As assessment under the Act must be transparent. The failure to fully state the evidence taken into consideration, and the basis of the assessment made, amounts to an error of a sort amenable to judicial review’.
Her Honour concluded:
‘These errors establish a failure to consider all relevant evidence in accordance with the Assessor’s statutory obligations, and a failure to expose the reasons for the assessment decision pursuant to s.61 (9) of the Act.
These failures must invalidate the assessment.’
Her Honour therefore set aside the assessment as invalid and remitted the matter to a different medical assessor for determination of the matters according to law.
Given that the process of assessment undertaken by Assessor Cameron was invalid, it followed that the review decision of the Proper Officer was also invalid.

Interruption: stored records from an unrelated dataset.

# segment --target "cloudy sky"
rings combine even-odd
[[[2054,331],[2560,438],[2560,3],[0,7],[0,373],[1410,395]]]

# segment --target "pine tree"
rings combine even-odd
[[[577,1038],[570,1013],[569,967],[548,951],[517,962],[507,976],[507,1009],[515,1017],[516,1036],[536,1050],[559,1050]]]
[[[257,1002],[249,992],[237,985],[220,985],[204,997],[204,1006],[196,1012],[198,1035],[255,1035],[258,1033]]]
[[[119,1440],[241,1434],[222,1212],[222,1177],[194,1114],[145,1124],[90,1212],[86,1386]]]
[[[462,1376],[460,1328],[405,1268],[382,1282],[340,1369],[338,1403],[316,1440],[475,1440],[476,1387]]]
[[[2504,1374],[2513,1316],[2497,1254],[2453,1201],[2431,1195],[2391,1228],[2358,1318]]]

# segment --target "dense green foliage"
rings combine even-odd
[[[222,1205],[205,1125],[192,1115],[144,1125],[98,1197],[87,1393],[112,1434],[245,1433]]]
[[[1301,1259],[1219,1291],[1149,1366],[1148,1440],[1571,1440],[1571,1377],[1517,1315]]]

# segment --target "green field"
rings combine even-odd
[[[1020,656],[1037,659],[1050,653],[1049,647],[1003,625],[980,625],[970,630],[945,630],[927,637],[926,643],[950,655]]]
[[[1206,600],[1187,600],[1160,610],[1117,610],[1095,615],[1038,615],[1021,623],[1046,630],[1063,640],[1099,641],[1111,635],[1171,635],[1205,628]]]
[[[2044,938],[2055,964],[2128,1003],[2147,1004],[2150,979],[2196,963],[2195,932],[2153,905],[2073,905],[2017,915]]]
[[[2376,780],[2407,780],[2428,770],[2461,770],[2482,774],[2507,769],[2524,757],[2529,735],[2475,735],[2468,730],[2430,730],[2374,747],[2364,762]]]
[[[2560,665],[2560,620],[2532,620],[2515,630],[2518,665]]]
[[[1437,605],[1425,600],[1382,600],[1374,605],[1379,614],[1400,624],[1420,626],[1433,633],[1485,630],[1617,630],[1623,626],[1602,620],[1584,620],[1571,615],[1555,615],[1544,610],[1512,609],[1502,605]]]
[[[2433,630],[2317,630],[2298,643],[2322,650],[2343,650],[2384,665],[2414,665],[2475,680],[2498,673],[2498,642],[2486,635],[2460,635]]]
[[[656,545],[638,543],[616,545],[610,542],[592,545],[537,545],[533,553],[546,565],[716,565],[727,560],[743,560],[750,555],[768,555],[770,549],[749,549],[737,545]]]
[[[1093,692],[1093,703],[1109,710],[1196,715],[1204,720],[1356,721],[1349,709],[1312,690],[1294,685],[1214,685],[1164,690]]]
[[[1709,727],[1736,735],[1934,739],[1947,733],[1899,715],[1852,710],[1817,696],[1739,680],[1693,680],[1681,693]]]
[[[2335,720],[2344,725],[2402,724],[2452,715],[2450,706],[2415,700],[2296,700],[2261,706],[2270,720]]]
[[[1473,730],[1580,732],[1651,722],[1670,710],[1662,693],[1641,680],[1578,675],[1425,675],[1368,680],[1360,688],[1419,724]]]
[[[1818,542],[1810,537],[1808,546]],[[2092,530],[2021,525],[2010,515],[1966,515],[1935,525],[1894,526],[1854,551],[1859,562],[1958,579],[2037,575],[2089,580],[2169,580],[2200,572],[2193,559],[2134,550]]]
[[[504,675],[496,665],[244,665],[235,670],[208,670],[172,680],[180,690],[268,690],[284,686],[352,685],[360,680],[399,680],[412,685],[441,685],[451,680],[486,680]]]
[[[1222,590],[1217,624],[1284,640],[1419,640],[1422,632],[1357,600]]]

With respect to matters which can be considered in judicial review proceedings, Her Honour found that ‘the distinction between matters solely relevant to the merit or otherwise of a claim, and those relevant to the validity of a determination at law can be finely drawn and, at times, illusory. Inevitably, there is a degree of overlay of the one upon the other, particularly so since questions of decision making are inextricably linked to the evidence upon which the decision is based.’
Her Honour also held that AAI was correct in their approach by exhausting all avenues of internal review and bringing all claims for judicial review together in a court, as this was consistent with the just, quick and cheap resolution of matters (s. 56 Civil Procedure Act 2005 (NSW) and Rodger v De Gelder (2011) 80 NSWLR 594).
Application of the Decision
In circumstances where a MAS assessment relies, even in part, on a claimant’s subjective self-reporting, and questions have been raised regarding the claimant’s credibility, a MAS Assessor must provide reasons as to the acceptance or otherwise of the claimant’s evidence. These reasons must be thorough and clear.
In circumstances where reliability of the claimant’s evidence is in question, careful consideration must be made of all objective evidence, including any surveillance footage obtained of the claimant. Consideration of objective evidence falls within the Permanent Impairment Guidelines, and therefore the failure to do so will render a decision open to judicial review on the basis that the Assessor has failed to consider a relevant consideration.
Her Honour held that matters relevant to the merits of a claim and those relevant to the validity of a determination at law inevitably overlap. Therefore, matters relating to the merits of a claim can be raised in judicial review proceedings, particularly as the validity of an Assessor’s decision is inextricably linked to the evidence that she / he considers.
Authored by Peter Utiger, Partner, Newcastle.